O ex-vice-prefeito de Cuiabá, José Roberto Stopa (PV), ingressou com uma ação popular na Vara Especializada em Ações Coletivas de Cuiabá contra uma licitação realizada pela prefeitura. A ação acusa a gestão municipal de direcionar a disputa para a empresa Dom Park, superfaturar os valores dos itens adquiridos e praticar “barriga de aluguel”, quando são comprados mais produtos do que o necessário. O município afirmou que irá contestar o processo e nega qualquer irregularidade.

De acordo com a petição apresentada, a licitação foi realizada pela Secretaria Municipal de Educação (SME) com o objetivo de adquirir playgrounds ao custo de R$ 18,2 milhões. Stopa afirma que as especificações técnicas desses equipamentos foram elaboradas de forma restritiva para que apenas os produtos da empresa Dom Park pudessem atender aos requisitos, o que configuraria direcionamento de licitação.

Os detalhes impostos, conforme a denúncia, eram “milimétricos”, com indicações como "18 roscas de nylon de 26mm" ou "tubo de 2 polegadas com parede de 2 mm exatos", o que colocaria eventuais concorrentes em desvantagem.

Além disso, teria ocorrido superfaturamento na aquisição dos equipamentos. Segundo a denúncia, uma gangorra de dois lugares foi comprada por R$ 4,2 mil, quando o valor de mercado é de R$ 2,5 mil. Outra acusação é a prática da chamada “barriga de aluguel”, quando a licitação prevê a aquisição de mais equipamentos do que o que o órgão público em questão precisa.

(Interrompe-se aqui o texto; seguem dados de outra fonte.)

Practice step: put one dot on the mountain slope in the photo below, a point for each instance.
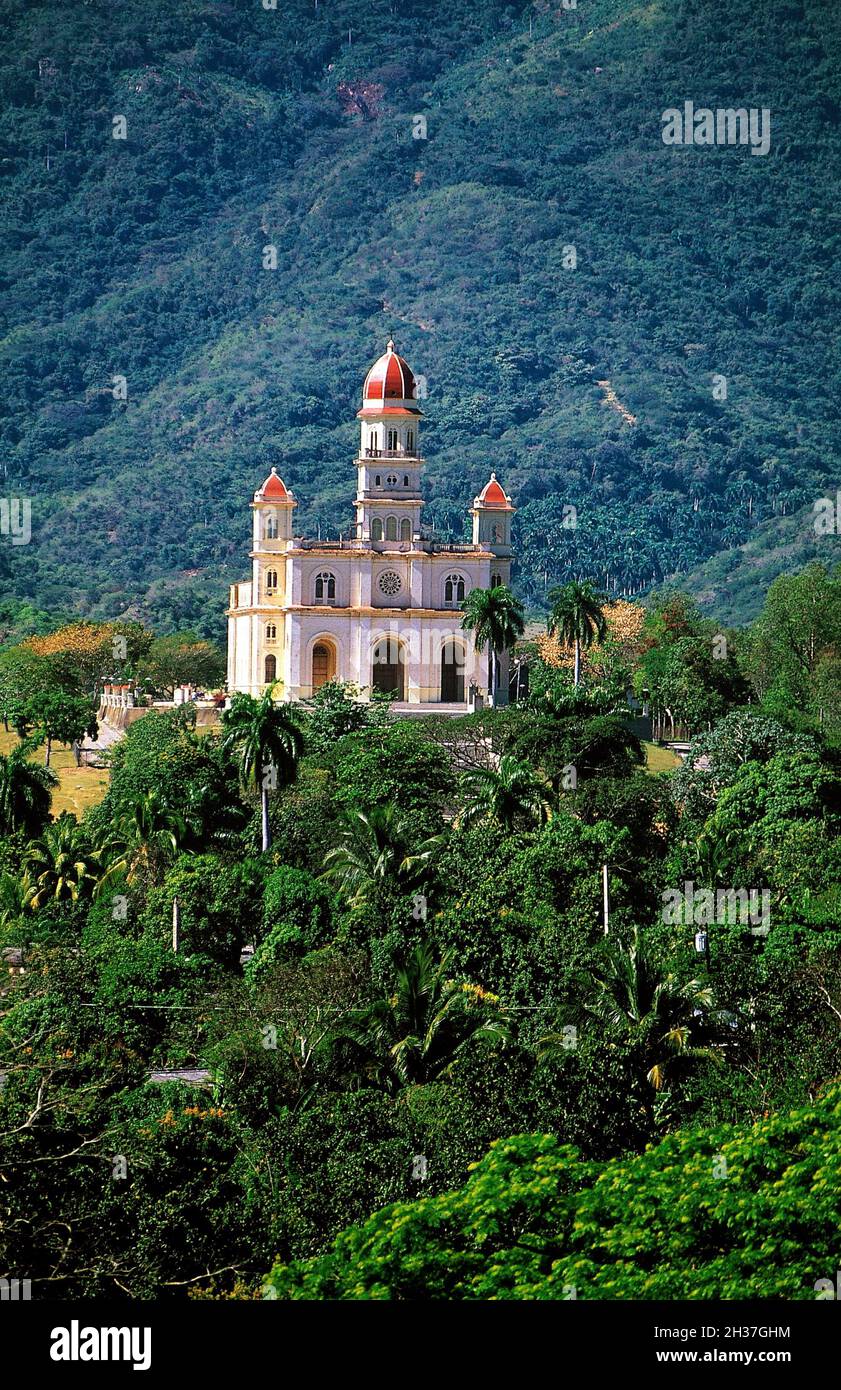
(142, 259)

O documento apresentado ao Judiciário fala em violação dos princípios basilares da administração pública: legalidade, impessoalidade, moralidade, isonomia e economicidade. Para Stopa, houve a prática de improbidade administrativa e de dano ao erário público. A peça também pede que o ex-secretário Amauri Monge, que era o titular da secretaria na época da licitação, seja responsabilizado.

“Requer-se a suspensão imediata dos efeitos do Contrato nº 322/2025 e de qualquer pagamento à empresa Dom Park até o julgamento final”, pede a ação que propõe a anulação do licitação e a condenação dos envolvidos ao ressarcimento dos valores aos cofres municipais.